A few days ago I posted on the local "nextdoor" website: "I need, as my son said, 'a man with a shovel' to divert the water on my driveway to the side ditches. Any ideas?"
I probably should have added that this was a paying job, though I thought it was obvious.
Someone named Amy Templeton, whom I don't know, responded: "Can't your son do it? I see so many women out here expecting the neighbors to bail them out. If you can't handle rural property, or do it yourself please go back to the city."
How astonishing.
(1) My son lives in another state.
(2) I am 80 years old. Am I expected to dig ditches?
(3) I have lived on this property for 50 years. (I built my own house, too, if that is a relevant fact.)
(4) I didn't come from the city. The only time I have "lived" in a city was when I was at college in Nashville, Tennessee, where I lived on campus and seldom went into town, and again in graduate school in Eugene, Oregon, again more on campus than in town.

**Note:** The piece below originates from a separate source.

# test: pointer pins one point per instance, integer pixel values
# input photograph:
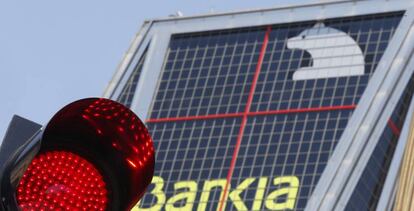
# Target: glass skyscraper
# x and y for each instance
(302, 107)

(5) Why would this writer assume that I wouldn't pay my helper?
However, it is beside the point that Amy Templeton had no idea of those facts, as she couldn't be expected to know them. The point is how rude it was to attack me—any person—in such a way.
I was taught as a child to treat all people with respect—and, for my parents, that included Black people, which was not always the case in the South, where I grew up (in the boondocks, by the way, Amy, not in the city). I am grateful for that upbringing. I wonder why Amy wasn't taught the same thing. Is she of a generation that weren't taught to be polite? Did she have a harsh upbringing that left her bitter and resentful? Or has a general air of incivility, disrespect, and permission to attack people you don't know permeated so deeply into our society that it touches even those of us who don't live that way?
Your request in Next Door is in perfect Diana Coogle voice and style recognizable by most who've lived around here any amount of time. I hope Amy Templeton took to heart something essential about respect.